Vous pensez que les canons esthétiques sont déterminés par les étrangers et non par les Africains ?

Oui, et nous en sommes responsables. Il n'y a pas de réelle politique culturelle. Le Sénégal a pourtant été l'un des rares pays d'Afrique à avoir un festival mondial des arts nègres. On a eu un président poète qui a exposé Picasso à Dakar. Senghor disait que la culture était au début et à la fin d'un développement. C'est avec la culture qu'on peut conquérir le monde. Mais cet esprit n'a pas survécu avec son successeur Abdou Diouf.

Il y a néanmoins la Biennale d'art contemporain de Dakar.

La première édition en 1992 était intéressante, internationale.
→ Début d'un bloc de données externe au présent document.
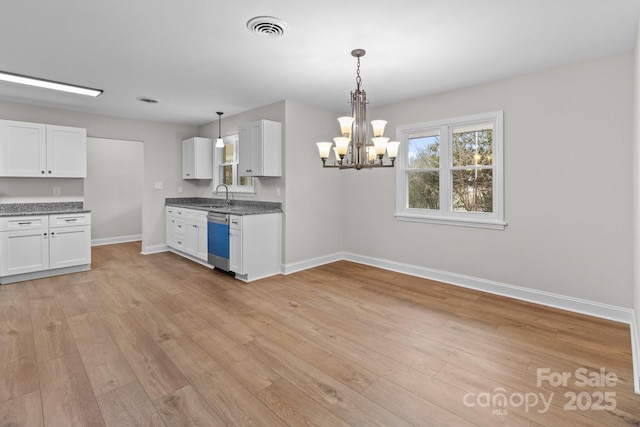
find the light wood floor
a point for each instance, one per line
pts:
(159, 340)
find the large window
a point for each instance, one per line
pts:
(450, 171)
(226, 167)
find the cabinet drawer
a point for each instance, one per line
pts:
(175, 212)
(23, 223)
(235, 222)
(68, 220)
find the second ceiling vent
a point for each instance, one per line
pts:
(267, 26)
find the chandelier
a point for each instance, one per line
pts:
(353, 150)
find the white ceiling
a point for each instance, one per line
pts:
(197, 56)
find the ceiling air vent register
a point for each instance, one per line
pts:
(267, 26)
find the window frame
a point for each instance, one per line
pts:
(445, 214)
(218, 164)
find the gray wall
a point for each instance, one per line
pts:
(636, 210)
(266, 187)
(114, 189)
(567, 139)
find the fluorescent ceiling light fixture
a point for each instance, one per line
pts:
(48, 84)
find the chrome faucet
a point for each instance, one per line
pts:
(226, 191)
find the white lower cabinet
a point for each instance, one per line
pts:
(44, 244)
(24, 245)
(186, 231)
(255, 245)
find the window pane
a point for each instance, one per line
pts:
(227, 175)
(472, 190)
(246, 180)
(228, 153)
(473, 145)
(424, 151)
(424, 190)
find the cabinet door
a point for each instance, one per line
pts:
(23, 251)
(235, 251)
(188, 158)
(246, 151)
(69, 246)
(22, 149)
(66, 152)
(191, 237)
(171, 232)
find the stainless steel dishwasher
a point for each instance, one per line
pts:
(218, 240)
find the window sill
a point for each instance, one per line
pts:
(460, 222)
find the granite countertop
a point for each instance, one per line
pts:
(237, 207)
(53, 208)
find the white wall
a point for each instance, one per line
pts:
(568, 201)
(266, 187)
(162, 151)
(114, 189)
(313, 197)
(636, 212)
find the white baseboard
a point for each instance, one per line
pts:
(312, 262)
(155, 249)
(113, 240)
(563, 302)
(635, 352)
(577, 305)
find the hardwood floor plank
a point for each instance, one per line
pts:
(251, 373)
(52, 335)
(414, 409)
(18, 370)
(72, 300)
(67, 399)
(160, 340)
(185, 407)
(129, 406)
(297, 409)
(106, 366)
(328, 391)
(153, 368)
(146, 314)
(23, 411)
(18, 377)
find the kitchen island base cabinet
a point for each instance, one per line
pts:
(255, 245)
(33, 247)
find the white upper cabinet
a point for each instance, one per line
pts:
(260, 149)
(197, 158)
(39, 150)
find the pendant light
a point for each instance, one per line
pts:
(219, 141)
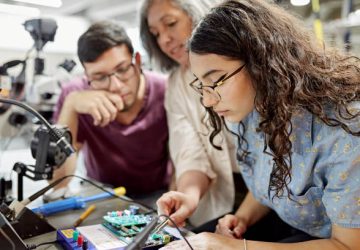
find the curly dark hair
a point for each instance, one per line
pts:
(289, 69)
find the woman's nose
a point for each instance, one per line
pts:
(164, 39)
(209, 100)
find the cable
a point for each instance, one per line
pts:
(54, 132)
(44, 190)
(34, 246)
(177, 228)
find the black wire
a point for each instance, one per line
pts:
(29, 109)
(112, 194)
(177, 228)
(8, 238)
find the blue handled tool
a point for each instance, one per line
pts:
(76, 202)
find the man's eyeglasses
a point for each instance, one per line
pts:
(198, 86)
(104, 81)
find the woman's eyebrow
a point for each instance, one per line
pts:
(210, 72)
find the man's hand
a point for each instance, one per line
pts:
(103, 106)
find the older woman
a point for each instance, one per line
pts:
(204, 174)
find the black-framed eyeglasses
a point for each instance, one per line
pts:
(198, 86)
(104, 81)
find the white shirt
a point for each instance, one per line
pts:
(190, 148)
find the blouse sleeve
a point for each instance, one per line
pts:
(342, 192)
(186, 147)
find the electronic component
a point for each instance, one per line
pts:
(127, 224)
(116, 232)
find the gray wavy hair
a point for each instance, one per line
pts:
(195, 9)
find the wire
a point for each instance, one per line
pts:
(29, 109)
(8, 238)
(177, 228)
(34, 246)
(44, 190)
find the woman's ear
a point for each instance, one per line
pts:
(138, 59)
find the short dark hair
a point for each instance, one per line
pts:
(100, 37)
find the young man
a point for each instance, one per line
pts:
(116, 114)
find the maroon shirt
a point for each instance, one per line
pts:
(134, 156)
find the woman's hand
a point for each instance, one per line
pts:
(205, 241)
(231, 226)
(177, 205)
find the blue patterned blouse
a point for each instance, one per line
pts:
(325, 174)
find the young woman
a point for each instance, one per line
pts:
(204, 175)
(295, 108)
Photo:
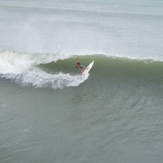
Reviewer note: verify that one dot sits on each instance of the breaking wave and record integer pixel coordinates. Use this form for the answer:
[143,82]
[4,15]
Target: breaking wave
[24,69]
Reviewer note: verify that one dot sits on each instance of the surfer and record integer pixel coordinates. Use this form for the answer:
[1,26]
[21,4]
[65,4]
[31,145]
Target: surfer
[78,65]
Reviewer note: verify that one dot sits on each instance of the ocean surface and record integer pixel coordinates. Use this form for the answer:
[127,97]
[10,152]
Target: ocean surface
[50,113]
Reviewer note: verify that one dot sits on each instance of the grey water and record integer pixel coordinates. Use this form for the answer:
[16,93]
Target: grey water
[48,113]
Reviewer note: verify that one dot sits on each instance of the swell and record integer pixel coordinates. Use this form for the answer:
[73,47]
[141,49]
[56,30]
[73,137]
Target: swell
[58,71]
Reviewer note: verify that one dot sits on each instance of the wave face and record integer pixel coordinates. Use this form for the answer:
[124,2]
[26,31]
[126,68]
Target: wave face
[23,68]
[50,70]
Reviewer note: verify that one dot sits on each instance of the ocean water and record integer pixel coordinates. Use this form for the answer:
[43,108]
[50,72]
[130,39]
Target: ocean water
[49,112]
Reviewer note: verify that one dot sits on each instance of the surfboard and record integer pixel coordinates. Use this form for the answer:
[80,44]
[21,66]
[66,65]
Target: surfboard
[88,68]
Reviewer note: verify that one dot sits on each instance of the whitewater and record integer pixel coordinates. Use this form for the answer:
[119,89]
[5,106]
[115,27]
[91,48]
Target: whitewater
[49,112]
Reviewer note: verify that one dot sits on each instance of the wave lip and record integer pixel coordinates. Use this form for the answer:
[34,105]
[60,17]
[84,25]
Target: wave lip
[22,68]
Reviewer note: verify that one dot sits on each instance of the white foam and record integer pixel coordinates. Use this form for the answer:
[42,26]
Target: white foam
[22,69]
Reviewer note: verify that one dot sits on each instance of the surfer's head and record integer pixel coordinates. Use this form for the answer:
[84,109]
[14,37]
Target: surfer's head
[78,63]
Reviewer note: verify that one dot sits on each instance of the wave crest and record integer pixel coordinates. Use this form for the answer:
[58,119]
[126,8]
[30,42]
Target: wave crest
[22,68]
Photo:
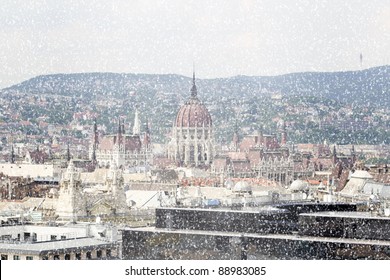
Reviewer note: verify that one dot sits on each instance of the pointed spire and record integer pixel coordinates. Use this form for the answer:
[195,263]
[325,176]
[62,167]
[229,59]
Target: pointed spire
[137,125]
[119,126]
[68,156]
[12,154]
[194,91]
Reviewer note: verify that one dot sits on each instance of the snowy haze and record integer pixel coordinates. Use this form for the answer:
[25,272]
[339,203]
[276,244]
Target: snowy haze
[222,38]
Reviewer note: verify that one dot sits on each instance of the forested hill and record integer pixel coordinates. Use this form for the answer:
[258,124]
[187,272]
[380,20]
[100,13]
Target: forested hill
[370,86]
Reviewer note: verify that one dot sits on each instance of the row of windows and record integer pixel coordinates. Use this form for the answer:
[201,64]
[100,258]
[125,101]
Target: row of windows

Mais au fur et à mesure, les organisateurs ont réduit le champ, ils ont africanisé et ghettoïsé la biennale.

Votre œuvre est-elle aussi en colère que vous l'êtes ?

Je suis activiste dans ma peinture, mais j'ai différents degrés d'énervement. Ma peinture est encore timide dans son énervement, elle n'est pas encore en transe. Mais je ne veux pas tomber dans l'art politique que pratiquent beaucoup d'artistes. Ils exploitent la politique tout en étant exploitée par elle.

Dans vos collages récents vous associez à vos personnages des éléments de l' histoire de l'art occidental glanés dans les revues. Est-ce une façon de s'inscrire dans une histoire, ou de la relativiser ?

Je prends les images des magazines d'art pour leurs couleurs et je dessine dessus pour imposer mon univers. C'est une manière de figurer sur ces pages, dans cette histoire. Nous avons nous aussi le droit de figurer dans ces revues. Regardez le CV de certains artistes africains : ils ont fait énormément de choses, et pourtant leur carrière plafonne. Ils ne sont pas traités comme n'importe quel autre artiste. Ils sont supposés ne pas vendre cher, ne pas vivre à Paris.

Pourquoi n'avez-vous pas migré ?

Je veux montrer qu'on peut être un bon artiste et rester en Afrique. Et puis, tant que je ne suis pas considéré en Occident, je me sens mieux en Afrique.

Solly Cissé, " Spirits in the Wind ", du 1 er au 12 juin, Ellia Art Gallery, 9, rue Christine, 75006 Paris, et du 14 au 30 juin au cloître des Billettes, 24, rue des Archives, 75004 Paris.